2. Use of an animal created by the method of claim 1 as a model for cognitive learning disability.

3. The method according to claim 2, wherein the method is used for evaluating a therapeutic agent or a therapeutic agent for autism, schizophrenia or a cognitive learning disorder mental disorder.

4. A method of producing an animal that has induced cognitive learning disorders with acute cerebral dysfunction by administering a leukemic inhibitory factor (Leukeimia Inhibitory Factor) to a developing animal.

5. Use of an animal created by the method of claim 4 as a model for cognitive learning disability.

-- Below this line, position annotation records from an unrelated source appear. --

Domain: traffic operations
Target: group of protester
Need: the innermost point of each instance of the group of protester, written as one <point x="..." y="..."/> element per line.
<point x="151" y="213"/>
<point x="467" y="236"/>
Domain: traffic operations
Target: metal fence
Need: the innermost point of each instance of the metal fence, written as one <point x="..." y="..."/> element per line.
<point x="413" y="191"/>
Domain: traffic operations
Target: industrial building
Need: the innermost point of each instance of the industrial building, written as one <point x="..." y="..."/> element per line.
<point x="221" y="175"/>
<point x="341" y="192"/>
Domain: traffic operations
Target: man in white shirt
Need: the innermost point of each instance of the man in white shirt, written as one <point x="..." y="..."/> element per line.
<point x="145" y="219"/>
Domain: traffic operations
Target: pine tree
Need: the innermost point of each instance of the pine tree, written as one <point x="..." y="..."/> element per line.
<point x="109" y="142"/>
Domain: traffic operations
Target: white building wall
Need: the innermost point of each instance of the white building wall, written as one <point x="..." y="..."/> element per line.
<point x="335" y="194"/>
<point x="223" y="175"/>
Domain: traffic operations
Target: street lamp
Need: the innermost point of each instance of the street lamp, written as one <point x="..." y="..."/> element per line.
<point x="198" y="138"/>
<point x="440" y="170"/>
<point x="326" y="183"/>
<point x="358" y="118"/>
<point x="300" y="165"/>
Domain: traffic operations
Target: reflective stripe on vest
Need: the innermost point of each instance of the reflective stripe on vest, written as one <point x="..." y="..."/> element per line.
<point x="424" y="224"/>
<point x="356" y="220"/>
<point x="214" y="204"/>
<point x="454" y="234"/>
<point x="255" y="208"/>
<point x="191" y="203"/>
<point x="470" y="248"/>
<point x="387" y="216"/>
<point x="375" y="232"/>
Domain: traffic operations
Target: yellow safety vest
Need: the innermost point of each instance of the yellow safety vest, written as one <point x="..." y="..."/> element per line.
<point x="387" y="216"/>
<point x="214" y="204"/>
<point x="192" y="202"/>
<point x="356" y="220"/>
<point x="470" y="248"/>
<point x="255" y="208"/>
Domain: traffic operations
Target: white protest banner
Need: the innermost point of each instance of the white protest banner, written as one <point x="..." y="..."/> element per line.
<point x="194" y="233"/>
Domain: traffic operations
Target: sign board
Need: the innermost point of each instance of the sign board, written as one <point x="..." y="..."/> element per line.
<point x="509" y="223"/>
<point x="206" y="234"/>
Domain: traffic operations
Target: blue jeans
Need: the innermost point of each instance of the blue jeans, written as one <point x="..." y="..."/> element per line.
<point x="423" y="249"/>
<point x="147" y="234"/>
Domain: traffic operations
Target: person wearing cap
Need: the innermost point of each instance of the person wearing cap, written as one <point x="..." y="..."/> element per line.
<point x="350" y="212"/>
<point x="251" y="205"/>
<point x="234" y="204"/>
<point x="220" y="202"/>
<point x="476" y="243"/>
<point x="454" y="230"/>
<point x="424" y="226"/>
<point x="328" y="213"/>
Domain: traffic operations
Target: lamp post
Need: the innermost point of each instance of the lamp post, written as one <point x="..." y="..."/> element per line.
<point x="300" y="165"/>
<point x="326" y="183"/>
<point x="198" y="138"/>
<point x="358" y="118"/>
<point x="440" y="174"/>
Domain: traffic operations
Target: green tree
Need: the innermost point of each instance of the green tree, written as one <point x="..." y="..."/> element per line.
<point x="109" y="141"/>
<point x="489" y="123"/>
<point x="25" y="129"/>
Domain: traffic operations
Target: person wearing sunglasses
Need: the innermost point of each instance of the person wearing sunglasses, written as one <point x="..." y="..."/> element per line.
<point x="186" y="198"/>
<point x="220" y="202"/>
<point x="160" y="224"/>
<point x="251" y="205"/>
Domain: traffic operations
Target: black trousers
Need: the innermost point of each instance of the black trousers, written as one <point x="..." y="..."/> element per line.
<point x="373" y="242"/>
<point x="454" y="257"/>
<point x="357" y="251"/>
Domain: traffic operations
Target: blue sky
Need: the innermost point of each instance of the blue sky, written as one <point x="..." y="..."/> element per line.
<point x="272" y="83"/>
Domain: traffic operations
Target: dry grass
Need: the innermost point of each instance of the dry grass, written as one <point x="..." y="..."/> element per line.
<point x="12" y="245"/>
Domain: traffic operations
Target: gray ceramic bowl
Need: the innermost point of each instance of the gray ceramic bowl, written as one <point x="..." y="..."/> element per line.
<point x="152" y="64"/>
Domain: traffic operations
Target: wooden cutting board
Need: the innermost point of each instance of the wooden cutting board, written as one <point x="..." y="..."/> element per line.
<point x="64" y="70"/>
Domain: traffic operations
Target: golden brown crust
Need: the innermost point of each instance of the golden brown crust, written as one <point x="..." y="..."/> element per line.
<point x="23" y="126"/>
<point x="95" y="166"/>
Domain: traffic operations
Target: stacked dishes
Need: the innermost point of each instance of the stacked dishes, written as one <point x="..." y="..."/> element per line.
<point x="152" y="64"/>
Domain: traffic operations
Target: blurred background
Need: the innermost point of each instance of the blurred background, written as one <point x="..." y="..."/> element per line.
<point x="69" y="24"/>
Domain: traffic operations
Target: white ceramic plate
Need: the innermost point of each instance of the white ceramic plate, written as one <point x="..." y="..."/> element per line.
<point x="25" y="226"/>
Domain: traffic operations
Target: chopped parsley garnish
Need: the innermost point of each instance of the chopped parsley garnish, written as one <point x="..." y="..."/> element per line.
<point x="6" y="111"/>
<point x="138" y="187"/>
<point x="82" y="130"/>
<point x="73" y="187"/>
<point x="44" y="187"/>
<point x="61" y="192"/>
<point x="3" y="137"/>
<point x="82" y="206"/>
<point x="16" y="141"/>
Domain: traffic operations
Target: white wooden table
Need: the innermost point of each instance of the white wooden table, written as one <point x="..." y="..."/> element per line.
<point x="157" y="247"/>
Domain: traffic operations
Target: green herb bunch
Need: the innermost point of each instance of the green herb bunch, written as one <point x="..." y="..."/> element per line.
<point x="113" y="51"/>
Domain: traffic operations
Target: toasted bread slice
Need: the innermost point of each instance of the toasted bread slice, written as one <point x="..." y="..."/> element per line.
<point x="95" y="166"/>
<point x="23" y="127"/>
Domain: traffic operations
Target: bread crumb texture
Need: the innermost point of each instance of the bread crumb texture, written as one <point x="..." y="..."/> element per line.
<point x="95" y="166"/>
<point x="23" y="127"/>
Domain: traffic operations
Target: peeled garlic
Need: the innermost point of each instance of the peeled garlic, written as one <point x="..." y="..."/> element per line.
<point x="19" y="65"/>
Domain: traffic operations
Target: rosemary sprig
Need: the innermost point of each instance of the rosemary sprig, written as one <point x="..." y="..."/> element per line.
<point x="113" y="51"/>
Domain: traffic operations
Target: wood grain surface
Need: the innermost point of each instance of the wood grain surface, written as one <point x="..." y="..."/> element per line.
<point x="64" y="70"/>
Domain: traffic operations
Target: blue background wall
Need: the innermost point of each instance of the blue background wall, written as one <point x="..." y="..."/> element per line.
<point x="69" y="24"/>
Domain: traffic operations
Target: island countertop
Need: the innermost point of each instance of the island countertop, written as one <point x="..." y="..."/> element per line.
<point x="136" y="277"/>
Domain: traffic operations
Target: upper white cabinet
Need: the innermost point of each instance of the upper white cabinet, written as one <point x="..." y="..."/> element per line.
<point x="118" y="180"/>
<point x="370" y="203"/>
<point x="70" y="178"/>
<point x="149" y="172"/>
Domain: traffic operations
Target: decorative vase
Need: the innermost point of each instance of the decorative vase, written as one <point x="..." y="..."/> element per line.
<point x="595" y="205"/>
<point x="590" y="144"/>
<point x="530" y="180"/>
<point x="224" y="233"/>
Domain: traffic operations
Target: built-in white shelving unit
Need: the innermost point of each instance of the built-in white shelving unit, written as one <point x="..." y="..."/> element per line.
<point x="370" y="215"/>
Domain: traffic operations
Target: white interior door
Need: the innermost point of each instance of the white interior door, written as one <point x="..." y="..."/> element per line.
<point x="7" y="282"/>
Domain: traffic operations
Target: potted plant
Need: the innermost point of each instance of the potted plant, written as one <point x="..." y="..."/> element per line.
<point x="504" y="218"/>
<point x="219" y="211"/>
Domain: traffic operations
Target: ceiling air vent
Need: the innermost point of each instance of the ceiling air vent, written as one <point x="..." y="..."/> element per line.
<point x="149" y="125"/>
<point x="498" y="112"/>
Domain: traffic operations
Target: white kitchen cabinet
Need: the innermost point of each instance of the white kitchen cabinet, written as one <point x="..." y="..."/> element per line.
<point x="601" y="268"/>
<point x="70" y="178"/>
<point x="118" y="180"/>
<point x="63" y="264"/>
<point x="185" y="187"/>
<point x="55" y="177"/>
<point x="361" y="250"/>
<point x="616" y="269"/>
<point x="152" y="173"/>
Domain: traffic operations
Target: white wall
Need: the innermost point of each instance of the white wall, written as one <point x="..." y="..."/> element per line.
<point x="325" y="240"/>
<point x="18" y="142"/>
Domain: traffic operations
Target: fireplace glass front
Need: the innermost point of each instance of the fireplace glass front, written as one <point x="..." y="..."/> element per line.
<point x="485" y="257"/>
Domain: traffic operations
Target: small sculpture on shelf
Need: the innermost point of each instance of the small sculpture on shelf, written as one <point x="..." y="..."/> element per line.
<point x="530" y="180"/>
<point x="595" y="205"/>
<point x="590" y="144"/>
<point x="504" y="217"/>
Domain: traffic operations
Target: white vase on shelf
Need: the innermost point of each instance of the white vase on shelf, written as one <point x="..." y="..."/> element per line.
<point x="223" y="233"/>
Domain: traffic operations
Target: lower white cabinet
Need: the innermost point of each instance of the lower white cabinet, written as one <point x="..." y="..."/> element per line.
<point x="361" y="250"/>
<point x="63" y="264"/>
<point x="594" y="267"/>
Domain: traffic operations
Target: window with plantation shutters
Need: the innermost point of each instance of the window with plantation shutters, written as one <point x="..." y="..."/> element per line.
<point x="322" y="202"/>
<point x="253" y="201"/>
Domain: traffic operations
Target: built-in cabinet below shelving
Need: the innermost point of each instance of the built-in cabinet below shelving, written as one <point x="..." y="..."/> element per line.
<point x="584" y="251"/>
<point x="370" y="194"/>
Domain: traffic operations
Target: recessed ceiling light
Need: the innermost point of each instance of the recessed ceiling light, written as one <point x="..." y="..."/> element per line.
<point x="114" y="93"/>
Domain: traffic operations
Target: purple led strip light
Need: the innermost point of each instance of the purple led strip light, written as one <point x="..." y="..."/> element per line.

6. The use according to claim 5, which is intended to evaluate the therapeutic potential of autism, schizophrenia, or cognitive learning disorder mental illness.

7. A method for producing an animal in which a cognitive learning disorder exhibiting cerebral dysfunction is induced by overexpressing a leukemia inhibitory factor (Leukeimia Inhibitory Factor) gene in an animal embryo and forcibly expressing the leukemia inhibitory factor in the animal. .

8. Use of an animal created by the method of claim 7 as a model for cognitive learning disability.

9. The use according to claim 8, which is intended to evaluate the therapeutic potential of autism, schizophrenia or cognitive learning disorder mental illness.

10. A method for producing an animal that induces cognitive learning disorders exhibiting cerebral dysfunction by overexpressing the leukemia inhibitory factor (Leukeimia Inhibitory Factor) gene in postnatal animals and forcibly expressing the leukemia inhibitory factor in the animals. .

11. Use of an animal created by the method of claim 10 as a model for cognitive learning disability.

12. The use according to claim 11, wherein the use is intended to evaluate the therapeutic potential of autism, schizophrenia or cognitive learning impaired mental illness.